Jamison was a fool. A big-hearted, bright-eyed fool who’d ignored every warning I’d given him. Who’d stayed, despite the eleven ferries he could have taken by now.

A fool who needed to run faster.

The crowd surged after him and Roger. They were fast, but Jamison kept turning back, searching for me.

The Revelles hate you. They never want to see you again. I never want to see you again.

His lightstring dimmed and dimmed, its golden hue obfuscated by deep rejection. Still, I dug into my magic, fighting the bone-deep exhaustion that threatened to pull me under. I grabbed more Revelle lightstrings to erase their doubts about his role in the fire. I focused on their pain. Their anger. Their need for someone to blame.
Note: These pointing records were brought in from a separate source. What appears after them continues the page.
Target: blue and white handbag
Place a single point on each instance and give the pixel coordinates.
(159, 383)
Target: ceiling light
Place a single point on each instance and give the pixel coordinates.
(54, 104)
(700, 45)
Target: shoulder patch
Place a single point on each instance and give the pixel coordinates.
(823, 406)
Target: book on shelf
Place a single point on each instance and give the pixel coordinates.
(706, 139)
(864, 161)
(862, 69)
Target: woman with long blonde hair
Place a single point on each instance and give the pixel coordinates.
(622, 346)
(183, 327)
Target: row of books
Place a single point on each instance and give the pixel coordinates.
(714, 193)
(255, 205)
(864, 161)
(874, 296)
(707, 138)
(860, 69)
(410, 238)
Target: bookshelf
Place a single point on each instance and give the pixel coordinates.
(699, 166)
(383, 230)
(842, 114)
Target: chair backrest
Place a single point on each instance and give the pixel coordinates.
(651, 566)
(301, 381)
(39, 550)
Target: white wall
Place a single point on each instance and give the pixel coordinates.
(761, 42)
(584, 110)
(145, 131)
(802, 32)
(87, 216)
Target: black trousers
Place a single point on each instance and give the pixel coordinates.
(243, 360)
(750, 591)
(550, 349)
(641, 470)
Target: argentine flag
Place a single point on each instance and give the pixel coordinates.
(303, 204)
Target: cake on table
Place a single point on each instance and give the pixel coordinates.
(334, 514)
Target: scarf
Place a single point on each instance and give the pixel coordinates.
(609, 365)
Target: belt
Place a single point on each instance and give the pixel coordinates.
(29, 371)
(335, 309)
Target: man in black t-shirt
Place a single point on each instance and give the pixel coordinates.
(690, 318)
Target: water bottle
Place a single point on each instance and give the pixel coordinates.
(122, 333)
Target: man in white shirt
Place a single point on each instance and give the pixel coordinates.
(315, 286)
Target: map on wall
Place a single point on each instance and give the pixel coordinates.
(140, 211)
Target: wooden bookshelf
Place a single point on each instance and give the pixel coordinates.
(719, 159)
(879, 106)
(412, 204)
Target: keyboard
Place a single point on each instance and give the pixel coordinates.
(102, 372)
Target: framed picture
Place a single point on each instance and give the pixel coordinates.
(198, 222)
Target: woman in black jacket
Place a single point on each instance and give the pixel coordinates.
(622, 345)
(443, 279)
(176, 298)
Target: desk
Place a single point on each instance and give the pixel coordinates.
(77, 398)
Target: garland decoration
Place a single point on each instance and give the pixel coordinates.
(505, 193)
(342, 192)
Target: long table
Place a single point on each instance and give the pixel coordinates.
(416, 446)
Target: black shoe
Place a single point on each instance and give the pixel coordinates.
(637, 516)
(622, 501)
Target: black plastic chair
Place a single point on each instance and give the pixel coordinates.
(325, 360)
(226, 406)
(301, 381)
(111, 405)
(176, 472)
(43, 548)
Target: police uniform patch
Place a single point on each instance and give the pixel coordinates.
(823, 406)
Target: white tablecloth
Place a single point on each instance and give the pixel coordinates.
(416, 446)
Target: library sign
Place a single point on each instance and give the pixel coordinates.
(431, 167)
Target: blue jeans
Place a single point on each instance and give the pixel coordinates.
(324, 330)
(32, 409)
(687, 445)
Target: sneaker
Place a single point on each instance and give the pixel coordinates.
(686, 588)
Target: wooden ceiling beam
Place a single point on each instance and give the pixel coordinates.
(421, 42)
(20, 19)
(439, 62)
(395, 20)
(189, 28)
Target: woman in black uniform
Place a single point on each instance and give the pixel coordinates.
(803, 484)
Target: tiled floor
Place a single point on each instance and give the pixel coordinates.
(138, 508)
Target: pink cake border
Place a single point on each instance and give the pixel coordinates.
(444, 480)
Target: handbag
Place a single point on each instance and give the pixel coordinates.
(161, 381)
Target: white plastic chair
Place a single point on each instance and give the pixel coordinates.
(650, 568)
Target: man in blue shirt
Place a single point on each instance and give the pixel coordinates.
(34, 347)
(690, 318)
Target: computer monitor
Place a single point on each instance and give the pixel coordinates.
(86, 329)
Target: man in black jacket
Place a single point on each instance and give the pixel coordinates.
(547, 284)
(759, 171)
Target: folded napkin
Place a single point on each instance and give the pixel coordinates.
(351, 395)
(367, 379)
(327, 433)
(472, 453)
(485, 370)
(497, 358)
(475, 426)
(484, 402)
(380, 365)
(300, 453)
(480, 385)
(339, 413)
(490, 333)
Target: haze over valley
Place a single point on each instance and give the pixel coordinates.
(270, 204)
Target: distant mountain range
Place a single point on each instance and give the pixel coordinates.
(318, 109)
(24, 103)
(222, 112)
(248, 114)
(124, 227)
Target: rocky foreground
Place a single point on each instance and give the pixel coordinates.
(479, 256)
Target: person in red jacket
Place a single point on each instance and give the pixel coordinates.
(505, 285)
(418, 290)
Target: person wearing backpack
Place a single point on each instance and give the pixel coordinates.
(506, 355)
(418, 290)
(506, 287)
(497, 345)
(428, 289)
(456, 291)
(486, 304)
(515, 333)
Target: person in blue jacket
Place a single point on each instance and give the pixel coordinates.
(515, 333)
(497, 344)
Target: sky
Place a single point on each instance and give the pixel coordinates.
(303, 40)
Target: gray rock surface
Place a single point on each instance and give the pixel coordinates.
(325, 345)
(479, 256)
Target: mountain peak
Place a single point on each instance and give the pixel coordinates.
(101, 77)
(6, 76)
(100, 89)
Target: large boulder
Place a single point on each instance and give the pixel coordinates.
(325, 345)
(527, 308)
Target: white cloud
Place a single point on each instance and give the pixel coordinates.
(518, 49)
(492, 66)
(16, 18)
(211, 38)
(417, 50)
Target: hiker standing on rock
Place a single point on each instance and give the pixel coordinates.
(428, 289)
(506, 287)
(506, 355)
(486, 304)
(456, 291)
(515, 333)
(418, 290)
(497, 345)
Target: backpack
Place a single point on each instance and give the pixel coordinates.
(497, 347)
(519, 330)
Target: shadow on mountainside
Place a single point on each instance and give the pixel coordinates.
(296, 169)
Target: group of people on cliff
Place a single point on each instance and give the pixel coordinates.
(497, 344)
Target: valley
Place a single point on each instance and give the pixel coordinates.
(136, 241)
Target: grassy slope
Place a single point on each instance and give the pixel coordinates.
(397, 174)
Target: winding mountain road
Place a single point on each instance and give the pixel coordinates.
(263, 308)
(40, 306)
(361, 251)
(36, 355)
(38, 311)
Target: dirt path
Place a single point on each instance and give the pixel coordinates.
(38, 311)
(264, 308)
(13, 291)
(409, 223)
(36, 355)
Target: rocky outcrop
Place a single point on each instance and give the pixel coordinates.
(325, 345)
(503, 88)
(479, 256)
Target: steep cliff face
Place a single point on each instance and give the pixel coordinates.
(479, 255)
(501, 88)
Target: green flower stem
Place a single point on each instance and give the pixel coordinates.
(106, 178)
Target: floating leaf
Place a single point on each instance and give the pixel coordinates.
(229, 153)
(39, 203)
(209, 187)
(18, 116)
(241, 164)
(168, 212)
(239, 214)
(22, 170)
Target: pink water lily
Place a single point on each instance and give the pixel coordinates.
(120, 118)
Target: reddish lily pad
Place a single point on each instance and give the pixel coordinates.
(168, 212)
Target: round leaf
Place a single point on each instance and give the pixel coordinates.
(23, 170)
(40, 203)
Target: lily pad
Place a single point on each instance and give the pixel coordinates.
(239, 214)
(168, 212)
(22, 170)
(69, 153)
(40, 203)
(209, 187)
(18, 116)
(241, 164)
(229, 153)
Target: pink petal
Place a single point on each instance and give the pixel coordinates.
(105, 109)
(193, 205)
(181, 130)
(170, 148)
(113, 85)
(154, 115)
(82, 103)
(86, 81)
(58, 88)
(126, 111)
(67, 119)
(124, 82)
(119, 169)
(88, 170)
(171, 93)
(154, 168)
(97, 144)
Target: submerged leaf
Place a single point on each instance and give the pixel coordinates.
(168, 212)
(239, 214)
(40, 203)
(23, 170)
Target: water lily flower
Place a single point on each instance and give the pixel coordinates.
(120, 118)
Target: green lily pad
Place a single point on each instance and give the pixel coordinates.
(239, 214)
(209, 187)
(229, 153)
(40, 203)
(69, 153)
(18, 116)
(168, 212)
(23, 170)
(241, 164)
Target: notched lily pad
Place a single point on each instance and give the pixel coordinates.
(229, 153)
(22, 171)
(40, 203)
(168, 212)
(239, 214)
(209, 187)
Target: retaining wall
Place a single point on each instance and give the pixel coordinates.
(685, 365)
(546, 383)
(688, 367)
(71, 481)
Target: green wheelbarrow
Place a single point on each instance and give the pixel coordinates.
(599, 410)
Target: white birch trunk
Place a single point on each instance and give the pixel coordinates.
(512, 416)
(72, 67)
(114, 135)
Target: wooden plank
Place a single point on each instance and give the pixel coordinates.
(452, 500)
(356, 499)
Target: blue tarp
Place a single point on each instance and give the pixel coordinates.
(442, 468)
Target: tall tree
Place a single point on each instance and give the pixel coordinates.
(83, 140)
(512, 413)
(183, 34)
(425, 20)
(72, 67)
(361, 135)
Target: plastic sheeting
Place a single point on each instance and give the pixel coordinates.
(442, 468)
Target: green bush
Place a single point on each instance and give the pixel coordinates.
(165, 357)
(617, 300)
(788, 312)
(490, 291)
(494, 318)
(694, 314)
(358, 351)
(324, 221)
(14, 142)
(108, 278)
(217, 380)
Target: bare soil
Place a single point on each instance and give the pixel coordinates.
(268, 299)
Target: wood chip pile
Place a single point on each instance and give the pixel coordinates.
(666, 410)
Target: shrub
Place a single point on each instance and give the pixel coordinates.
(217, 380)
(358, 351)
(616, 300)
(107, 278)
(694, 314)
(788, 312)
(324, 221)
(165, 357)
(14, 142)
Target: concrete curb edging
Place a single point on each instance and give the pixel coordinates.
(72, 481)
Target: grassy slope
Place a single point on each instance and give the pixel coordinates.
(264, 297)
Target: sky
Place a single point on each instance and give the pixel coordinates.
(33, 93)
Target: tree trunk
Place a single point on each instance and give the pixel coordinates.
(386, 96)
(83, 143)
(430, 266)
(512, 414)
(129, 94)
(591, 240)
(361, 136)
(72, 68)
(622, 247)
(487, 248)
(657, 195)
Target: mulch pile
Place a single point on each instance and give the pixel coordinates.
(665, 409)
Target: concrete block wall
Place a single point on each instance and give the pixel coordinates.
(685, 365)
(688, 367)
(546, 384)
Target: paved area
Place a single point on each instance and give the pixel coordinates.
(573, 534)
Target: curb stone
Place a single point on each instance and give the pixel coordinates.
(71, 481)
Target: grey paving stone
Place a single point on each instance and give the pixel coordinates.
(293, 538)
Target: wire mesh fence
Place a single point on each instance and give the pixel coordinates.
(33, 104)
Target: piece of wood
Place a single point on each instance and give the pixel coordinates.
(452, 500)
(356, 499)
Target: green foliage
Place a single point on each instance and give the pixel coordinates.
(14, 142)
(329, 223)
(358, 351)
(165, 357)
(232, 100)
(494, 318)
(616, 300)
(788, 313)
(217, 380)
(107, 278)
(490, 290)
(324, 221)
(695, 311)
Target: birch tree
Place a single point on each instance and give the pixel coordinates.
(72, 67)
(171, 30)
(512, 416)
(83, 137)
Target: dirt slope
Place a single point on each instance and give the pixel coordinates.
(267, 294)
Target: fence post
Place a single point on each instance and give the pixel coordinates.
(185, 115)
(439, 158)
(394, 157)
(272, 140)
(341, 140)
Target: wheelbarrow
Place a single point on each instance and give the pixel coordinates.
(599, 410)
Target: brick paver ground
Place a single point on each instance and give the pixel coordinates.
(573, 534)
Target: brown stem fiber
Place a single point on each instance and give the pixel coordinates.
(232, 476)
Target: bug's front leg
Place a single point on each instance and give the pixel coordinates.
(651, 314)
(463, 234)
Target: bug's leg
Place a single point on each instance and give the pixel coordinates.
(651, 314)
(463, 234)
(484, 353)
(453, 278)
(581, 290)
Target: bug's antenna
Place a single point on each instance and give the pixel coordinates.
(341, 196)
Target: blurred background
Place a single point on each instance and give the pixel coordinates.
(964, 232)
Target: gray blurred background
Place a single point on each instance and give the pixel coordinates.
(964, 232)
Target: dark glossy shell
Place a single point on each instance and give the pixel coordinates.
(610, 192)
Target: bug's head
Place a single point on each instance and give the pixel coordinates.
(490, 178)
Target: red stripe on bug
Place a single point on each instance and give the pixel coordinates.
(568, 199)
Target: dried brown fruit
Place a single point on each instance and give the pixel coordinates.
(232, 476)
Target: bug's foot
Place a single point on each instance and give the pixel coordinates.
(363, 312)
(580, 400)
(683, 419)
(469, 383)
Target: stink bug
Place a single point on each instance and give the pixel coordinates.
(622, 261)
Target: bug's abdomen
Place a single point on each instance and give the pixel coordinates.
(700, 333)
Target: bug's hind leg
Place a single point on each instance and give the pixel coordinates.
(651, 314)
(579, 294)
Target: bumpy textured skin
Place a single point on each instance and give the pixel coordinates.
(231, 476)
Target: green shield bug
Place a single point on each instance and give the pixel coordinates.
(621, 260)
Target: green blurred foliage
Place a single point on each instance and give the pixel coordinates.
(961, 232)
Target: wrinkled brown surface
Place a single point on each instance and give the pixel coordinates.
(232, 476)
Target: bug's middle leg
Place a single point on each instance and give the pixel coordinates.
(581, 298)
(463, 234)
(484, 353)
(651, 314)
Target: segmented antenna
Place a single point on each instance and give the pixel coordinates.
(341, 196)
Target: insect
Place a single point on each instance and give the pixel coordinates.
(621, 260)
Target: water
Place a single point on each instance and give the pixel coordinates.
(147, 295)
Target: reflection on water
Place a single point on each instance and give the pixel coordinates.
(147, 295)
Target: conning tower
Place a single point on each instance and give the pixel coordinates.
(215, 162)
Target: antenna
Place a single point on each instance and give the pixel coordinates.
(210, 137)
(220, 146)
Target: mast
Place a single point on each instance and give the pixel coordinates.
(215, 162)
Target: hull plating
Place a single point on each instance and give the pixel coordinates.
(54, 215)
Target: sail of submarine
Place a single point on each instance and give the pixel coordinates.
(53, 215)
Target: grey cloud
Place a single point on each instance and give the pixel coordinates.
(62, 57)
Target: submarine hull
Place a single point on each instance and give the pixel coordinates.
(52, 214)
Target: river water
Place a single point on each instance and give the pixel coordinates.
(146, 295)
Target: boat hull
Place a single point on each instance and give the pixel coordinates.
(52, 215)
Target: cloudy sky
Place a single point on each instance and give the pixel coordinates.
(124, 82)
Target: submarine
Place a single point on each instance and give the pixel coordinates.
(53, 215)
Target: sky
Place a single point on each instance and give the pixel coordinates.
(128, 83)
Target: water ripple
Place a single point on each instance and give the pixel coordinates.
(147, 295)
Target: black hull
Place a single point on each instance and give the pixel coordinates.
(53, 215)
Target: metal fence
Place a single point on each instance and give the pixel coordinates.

No matter how much time passed, no matter if I had days or weeks or decades left to live, I would never, ever forgive myself for hurting him like this.

But he’d live. And so would my family.

Dewey chuckled beside me. “They’re going to kill him.”

“Trys won’t let them.”

His nose scrunched with distaste. “That does make him rather hard to dispose of.”

Catherine Revelle alive, Jamison Jones dead, his journal had said. Colette is the star, but Luxe’s magic is weak and Catherine keeps her from me. George wins.

Those scribblings had kept me up all night. Dewey had been playing God, trying to find the right combination of life and death to seize power. And with my help, he was on his way to the mayor’s office. All morning, he’d dragged me from one polling center to the next, ordering me to use my magic to charm everyone into voting for him. Each time, he asked Trevor to confirm I was doing as he said.

So I did.

You’re on borrowed time, the Strattori had said. But I was still here.

“Well done, my sweet.” Dewey patted my cheek. “You took a play right out of my playbook.”

“What do you mean?”

“He loves you.” He scoffed, and I fixed my ruthless smile to match his. “Love is the greatest weakness. Once you find out who someone loves, you can make them do anything.”

Like Rose Effigen and her son. Or Frank Chronos and the son he’d left behind.

If only I could carve Dewey’s smirk off with my bare hands.

“Look.” Dewey chuckled as he pointed down the block. “They have them trapped.”

The crowd surged forward, pinning Jamison and Roger against a wall. A fight broke out, someone’s fist connecting with Jamison’s handsome face for the third time this summer. He wasn’t even trying to fight back.

Seven hells. They were supposed to scare him away, not actually hurt him.

Pushing through my fatigue, I grabbed more of their lightstrings, the Strattori’s warning blaring through my mind. But I’d whipped the crowd into a frenzy. I needed more magic.

Jamison had to get out of here, no matter the cost.

Diving into my magic was like diving headfirst into a frozen lake. There was nothing left but hard ice and terrible pain. The pressure surged in my head, my chest. I stumbled, white lights blocking my vision as I gripped my head. I thought I heard Dewey call my name, but I couldn’t stop, not until I found the last drops of magic, somewhere—

My little inkwell shattered.

I cried out, my chest flooding with sharp pain, filling my lungs, drowning me—

“Luxe?”

Ice encased my lungs, and I coughed, the fluid surprisingly warm as it oozed down my chin, into my hands.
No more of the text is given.